Companies often foster that culture, expecting employees to learn in their free-time instead of during working hours. In fact, that’s why conferences usually take place over the weekends as it proves to be very difficult for employees to get a green light during workdays. Many companies don’t provide training budgets for their employees at all, and attending conferences isn’t common. That might explain why there is only a handful of conferences taking place in Singapore, even though Singapore is recognized as the center of web development in Southeast Asia.
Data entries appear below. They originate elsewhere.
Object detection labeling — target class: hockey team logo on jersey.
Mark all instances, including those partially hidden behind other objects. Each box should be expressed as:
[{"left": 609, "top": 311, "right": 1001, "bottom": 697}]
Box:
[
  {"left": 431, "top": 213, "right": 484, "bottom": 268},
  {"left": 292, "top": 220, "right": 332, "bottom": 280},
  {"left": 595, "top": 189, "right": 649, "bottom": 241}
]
Approximately 50% of developers in Singapore are expats from India, Pakistan, Malaysia, European countries, and the US. Although there are startups that offer perks typical of what the western world is familiar with, such as providing complimentary food and doing team activities, a typical developer's work life in Singapore is rather tied to traditional office spaces and very long working hours, especially if they are working in agencies or corporate offices. The market itself is quite closed, and methodologies such as design sprints, iterative design and agile aren’t practiced on a day-to-day basis in those workplaces. A good ol’ hand-off of Photoshop mock-ups to front-end developers still quite a common practice.
As we were told, there are almost no clients from overseas working with agencies in Singapore, mainly because Singapore has the same pricing level like countries in Europe or the US, so that outsourcing work to Singapore wouldn’t bring any noticeable cost advantages.